On top of this, people in need of public defender services oftentimes are undereducated, inarticulate, mentally ill, developmentally delayed, under aged, and/or suffering from substance abuse. It can be easy for state policymakers to paint the funding of indigent defense services as "giving money to criminals" without the people most affected by their actions being able to effectively respond. Indeed, many indigent clients processed through the criminal justice system are, upon conviction, stripped of their ability to participate in the electoral process altogether by state laws that deny the franchise to convicted felons.

We have a constitutional right to counsel because it is unfair to expect people of insufficient means to know how to go about preserving their own rights.

LD: How can we address these problems?

DC: As a country, we need to turn our focus from "tough on crime" policies to establishing "smart on crime" policies. For example, at-risk juveniles, in particular, require special attention from public defenders if there is hope to change behavior and prevent escalating behavioral problems which increase the risk that they will eventually be brought into the adult criminal justice system in later years. These are commonly children who have been neglected by parents and the range of other support structures that normally channel children in appropriate constructive directions.

When they are brought to court and given a public defender who has no resources and a caseload that dictates that he dispose of cases as quickly as possible, the message of neglect and valuelessness continues, and the risk of not only recidivism, but of escalation of misconduct, increases. Our current policies, which result in overloading public defenders do not consider the long-term problems we are creating. Investing on the front side will produce savings on the back end of the criminal justice system.

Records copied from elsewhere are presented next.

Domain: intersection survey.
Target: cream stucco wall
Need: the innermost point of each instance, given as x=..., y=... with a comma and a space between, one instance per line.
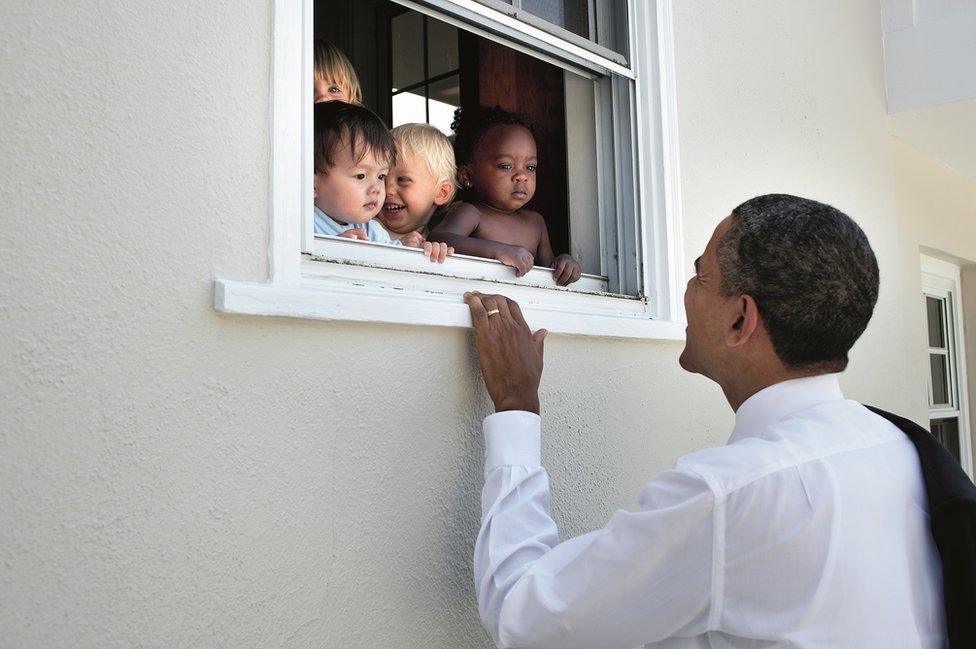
x=171, y=477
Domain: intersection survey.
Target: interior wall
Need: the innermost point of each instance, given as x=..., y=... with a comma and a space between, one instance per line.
x=171, y=476
x=936, y=209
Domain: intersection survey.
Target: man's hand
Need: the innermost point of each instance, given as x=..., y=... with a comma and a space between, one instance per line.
x=509, y=353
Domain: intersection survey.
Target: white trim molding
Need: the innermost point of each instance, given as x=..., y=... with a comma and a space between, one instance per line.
x=327, y=278
x=942, y=280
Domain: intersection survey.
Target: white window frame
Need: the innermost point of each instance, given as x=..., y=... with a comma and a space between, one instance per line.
x=942, y=279
x=345, y=283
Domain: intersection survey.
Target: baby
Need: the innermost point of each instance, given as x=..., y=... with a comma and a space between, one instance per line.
x=497, y=160
x=353, y=153
x=420, y=182
x=334, y=78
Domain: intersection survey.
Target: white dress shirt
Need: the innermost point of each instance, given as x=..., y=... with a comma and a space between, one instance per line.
x=808, y=529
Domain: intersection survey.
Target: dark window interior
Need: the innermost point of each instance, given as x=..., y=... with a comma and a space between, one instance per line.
x=408, y=62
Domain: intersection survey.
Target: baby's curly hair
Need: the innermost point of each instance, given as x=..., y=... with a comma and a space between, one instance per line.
x=469, y=127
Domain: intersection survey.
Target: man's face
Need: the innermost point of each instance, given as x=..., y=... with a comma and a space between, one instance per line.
x=709, y=313
x=352, y=190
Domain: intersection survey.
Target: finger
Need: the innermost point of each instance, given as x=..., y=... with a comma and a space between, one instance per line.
x=479, y=314
x=558, y=272
x=562, y=273
x=490, y=304
x=504, y=313
x=539, y=338
x=516, y=312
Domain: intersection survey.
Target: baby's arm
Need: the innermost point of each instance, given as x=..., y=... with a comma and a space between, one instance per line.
x=566, y=270
x=456, y=230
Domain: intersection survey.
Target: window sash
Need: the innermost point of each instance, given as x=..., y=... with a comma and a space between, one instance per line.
x=590, y=43
x=412, y=260
x=941, y=281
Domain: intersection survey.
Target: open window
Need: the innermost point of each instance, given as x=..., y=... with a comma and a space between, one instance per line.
x=595, y=77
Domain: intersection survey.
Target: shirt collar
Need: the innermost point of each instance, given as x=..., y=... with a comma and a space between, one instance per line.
x=780, y=400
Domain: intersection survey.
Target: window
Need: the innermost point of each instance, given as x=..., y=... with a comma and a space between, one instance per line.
x=947, y=394
x=617, y=188
x=425, y=70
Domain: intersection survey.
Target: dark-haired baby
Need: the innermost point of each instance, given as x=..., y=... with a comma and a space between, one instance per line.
x=500, y=176
x=353, y=154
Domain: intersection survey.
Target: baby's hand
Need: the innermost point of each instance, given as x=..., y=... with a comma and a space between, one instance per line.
x=355, y=233
x=517, y=257
x=566, y=270
x=413, y=239
x=437, y=250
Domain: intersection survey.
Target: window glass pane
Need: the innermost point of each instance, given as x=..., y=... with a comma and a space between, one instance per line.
x=947, y=432
x=442, y=44
x=408, y=107
x=445, y=97
x=408, y=51
x=572, y=15
x=611, y=25
x=940, y=379
x=935, y=308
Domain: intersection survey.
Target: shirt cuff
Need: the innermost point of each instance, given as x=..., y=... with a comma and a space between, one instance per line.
x=513, y=437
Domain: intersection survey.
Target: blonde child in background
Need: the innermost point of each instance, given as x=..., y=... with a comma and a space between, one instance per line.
x=334, y=78
x=422, y=181
x=353, y=154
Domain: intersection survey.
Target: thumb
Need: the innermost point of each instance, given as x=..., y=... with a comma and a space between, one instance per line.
x=539, y=338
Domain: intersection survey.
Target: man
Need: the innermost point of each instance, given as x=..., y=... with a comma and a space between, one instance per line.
x=808, y=529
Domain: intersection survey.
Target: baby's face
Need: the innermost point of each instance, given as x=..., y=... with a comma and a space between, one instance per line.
x=411, y=195
x=329, y=91
x=352, y=190
x=502, y=167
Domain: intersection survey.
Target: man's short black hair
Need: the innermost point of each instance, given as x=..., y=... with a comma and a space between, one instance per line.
x=469, y=127
x=811, y=271
x=338, y=123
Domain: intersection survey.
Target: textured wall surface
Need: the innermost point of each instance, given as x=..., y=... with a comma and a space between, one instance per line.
x=173, y=477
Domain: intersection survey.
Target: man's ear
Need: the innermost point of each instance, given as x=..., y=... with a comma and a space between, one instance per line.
x=747, y=321
x=444, y=192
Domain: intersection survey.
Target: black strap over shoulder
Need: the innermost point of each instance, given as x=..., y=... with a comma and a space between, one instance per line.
x=952, y=511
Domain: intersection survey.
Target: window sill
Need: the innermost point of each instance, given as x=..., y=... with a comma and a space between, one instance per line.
x=354, y=293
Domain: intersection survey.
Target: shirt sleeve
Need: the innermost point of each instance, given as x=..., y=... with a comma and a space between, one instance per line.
x=644, y=577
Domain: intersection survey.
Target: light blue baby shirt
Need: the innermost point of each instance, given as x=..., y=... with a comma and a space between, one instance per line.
x=325, y=224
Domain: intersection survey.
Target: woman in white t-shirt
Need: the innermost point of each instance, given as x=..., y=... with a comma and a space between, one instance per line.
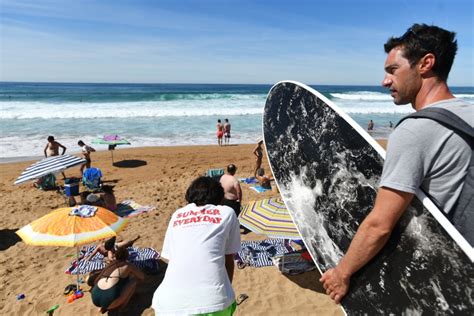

LD: Do you have any further thoughts you'd like to share?

DC: Despite the overall dedication and professionalism of the hundreds of thousands of citizens employed in the police and prosecution functions in this country, it is simply impossible to always arrest and prosecute the right defendant for the right crime in every single instance. ... because American jurisprudence is based on an adversarial court process, competent defense lawyers are necessary to scrutinize and challenge the arresting officers' tactics, the police investigation, the lawfulness of any searches and seizures, the credibility of the evidence, and the district attorney's theory of the case to improve the overall quality and effectiveness of law enforcement itself.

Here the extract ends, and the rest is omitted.